Lingerie giant Victoria’s Secret wants to distance its annual fashion show from prime-time television, according to a report from CNBC.
The company’s leadership reportedly sent a memo to employees laying out changes to the company and suggesting that “network television” was no longer appropriate for the Victoria’s Secret Fashion Show, which has aired every year on ABC and CBS for the last two decades.
L Brands, the parent company of Victoria’s Secret, did not immediately respond to HuffPost’s request for comment.
“Fashion is a business of change. We must evolve and change to grow,” L Brands CEO Les Wexner said in the memo, obtained by CNBC. “With that in mind, we have decided to re-think the traditional Victoria’s Secret Fashion Show.”
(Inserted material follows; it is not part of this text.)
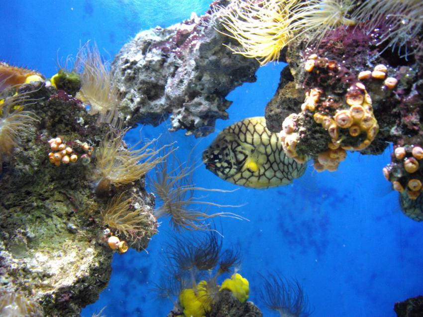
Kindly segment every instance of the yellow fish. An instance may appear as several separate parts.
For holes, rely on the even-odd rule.
[[[290,184],[306,167],[285,154],[277,133],[267,129],[262,116],[225,128],[203,152],[203,161],[220,178],[253,188]]]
“Going forward,” Wexner added, “we don’t believe network television is the right fit.”
Victoria’s Secret’s annual fashion show has faced scrutiny in recent years as consumers demand a more inclusive and broad definition of beauty from fashion and beauty companies.
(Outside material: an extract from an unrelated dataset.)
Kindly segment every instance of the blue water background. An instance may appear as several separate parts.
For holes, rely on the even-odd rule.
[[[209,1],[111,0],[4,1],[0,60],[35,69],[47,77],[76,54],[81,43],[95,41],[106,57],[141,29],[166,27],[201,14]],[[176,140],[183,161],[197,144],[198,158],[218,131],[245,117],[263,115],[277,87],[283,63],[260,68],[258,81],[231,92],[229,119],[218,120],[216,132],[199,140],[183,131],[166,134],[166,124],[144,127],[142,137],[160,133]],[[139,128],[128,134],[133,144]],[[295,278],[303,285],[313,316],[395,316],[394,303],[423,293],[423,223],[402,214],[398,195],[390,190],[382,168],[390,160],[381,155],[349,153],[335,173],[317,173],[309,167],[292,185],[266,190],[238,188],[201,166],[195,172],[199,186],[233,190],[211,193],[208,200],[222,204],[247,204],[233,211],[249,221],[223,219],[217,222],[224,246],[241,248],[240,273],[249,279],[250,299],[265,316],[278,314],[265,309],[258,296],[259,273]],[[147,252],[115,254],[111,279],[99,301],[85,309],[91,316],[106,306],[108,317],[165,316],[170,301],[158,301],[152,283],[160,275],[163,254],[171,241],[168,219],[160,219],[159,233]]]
Body positivity activists have specifically targeted Victoria’s Secret as a company that refuses to include models of all body types and sizes in its fashion shows and advertising. The annual fashion show, which features slim models year after year, isn’t the only element of the brand to draw ire from consumers.
People have also lambasted the company for refusing to carry larger sizes.
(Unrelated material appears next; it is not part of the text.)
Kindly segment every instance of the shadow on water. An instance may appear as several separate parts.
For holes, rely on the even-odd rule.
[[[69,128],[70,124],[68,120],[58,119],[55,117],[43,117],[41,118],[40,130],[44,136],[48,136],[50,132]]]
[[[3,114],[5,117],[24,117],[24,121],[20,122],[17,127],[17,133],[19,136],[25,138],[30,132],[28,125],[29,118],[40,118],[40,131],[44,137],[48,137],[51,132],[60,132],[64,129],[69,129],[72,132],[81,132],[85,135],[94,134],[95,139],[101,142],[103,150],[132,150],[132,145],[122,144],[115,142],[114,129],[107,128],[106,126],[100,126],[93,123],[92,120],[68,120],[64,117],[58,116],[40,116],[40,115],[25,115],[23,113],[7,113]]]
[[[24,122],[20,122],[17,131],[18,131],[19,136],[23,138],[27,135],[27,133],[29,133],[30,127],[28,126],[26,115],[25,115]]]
In an interview with Vogue last November, L Brands Chief Marketing Officer Ed Razek defended Victoria’s Secret decision to not cast curvier or transgender models in its annual show. Razek said the company had considered it, though.
“We market to who we sell to, and we don’t market to the whole world,” Razek said. Monica Mitro, the company’s public relations executive, also noted in the interview that Victoria’s Secret carries bra sizes from 30A to 40DDD.
“So it’s like, why don’t you do 50,” Razek said, adding, “It’s like, why doesn’t your show do this? Shouldn’t you have transsexuals in the show? No. No, I don’t think we should. Well, why not? Because the show is a fantasy. It’s a 42-minute entertainment special.”
Victoria’s Secret’s annual show has seen a drop in ratings in recent years, with the most recent show in December marking its lowest ratings with 3.3 million viewers ― down from 5 million in 2017.
Earlier this year, the company also announced it would be closing 53 more stores after closing 30 in 2018.
Victoria’s Secret apparent decline in popularity comes at a time when new lingerie brands, such as Rihanna’s Fenty and ThirdLove, which a former Victoria’s Secret CEO invested in, openly celebrate a diverse array of models and sizes, including plus-size and half-sizes.
In his memo, Wexner said the company would be revamping its fashion show “in ways that will push the boundaries of fashion in the global digital age,” but he didn’t disclose specific details about what that would entail.